If we tried to run translation service on facebook mbart many to many on cpu it take 9 secs to translate, how do we reduce the inference time further…
Hi @Vimal0703, one idea could be to try quantizing the model’s weights to a lower precision datatype. See e.g. step 2 in this guide: Dynamic Quantization — PyTorch Tutorials 1.7.1 documentation
This usually gives you a 2-3x reduction in latency and model size
Thank you it worked out, now we are able to quantize the model where the time takes around 1-2 seconds, but is there any way to decrease the time further…
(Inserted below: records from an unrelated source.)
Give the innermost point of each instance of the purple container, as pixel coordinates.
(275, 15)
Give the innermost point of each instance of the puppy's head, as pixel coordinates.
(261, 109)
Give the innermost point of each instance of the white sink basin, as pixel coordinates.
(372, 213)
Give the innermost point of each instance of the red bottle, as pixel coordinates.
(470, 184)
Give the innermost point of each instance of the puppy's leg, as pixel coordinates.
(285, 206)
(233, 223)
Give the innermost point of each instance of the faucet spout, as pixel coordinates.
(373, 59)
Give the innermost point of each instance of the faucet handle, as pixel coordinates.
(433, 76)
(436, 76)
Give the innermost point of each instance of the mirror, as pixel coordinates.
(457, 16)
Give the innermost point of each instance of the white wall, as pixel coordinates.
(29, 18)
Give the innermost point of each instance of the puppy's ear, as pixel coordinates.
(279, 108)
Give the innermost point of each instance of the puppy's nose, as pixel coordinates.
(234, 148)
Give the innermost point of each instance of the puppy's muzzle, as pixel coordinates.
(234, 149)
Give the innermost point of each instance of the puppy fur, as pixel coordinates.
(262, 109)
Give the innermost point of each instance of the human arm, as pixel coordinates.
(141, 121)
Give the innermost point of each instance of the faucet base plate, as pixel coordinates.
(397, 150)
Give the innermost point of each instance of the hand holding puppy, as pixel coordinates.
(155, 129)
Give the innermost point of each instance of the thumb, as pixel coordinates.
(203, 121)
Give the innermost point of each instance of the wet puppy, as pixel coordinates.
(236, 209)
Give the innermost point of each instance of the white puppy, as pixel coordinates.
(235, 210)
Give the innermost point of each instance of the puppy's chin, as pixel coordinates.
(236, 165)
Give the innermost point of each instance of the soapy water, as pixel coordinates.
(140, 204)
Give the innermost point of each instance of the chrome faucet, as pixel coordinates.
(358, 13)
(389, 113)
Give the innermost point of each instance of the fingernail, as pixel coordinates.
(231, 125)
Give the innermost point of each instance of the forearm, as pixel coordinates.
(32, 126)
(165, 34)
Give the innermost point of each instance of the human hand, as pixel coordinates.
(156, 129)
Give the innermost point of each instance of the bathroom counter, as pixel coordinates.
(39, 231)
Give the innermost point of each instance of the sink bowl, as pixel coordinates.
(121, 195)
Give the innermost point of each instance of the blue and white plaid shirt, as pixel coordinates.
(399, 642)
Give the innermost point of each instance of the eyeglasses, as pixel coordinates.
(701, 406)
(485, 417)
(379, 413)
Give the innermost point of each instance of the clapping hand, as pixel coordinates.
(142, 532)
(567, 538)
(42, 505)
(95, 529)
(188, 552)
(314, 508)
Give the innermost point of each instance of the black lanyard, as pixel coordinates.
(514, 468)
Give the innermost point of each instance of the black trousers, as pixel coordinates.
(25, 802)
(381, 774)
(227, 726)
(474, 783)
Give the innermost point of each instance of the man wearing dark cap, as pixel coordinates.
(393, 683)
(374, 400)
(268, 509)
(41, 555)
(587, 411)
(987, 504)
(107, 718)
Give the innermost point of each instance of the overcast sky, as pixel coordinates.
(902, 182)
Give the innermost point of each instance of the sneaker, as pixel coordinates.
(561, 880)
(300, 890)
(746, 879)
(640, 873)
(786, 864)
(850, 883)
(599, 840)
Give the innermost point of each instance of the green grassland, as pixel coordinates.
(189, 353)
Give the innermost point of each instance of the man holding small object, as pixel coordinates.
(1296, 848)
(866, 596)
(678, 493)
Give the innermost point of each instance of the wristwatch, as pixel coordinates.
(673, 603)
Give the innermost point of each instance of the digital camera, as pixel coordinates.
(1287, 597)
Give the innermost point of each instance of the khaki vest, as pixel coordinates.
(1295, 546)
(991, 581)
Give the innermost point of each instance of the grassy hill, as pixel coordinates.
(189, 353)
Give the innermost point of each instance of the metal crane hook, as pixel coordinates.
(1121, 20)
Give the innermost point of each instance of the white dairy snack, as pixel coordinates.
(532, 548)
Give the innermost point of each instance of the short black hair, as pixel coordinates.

One more option to improve the speed is to use
onnx_runtime, but at this moment we don’t have any tool/script which will let you import export
I’ve written a script for exporting T5 to
onnx, something similar can be used for
MBart as well
Another option is, we have also ported the
M2M100 model, which is SOTA many-to-many translation model. The m2m100_418M smaller than
MBart50, can give more speed-up. Here’s an example of how to use
M2M100, M2M100 — transformers 4.2.0 documentation
Are you able to share this script or settings for quantizing this model? I would greatly apreciate it as I’m also going through a similar undertaking!
@valhalla Not to be greedy but was any one able to provide a script for this? Otherise I would like to work on this.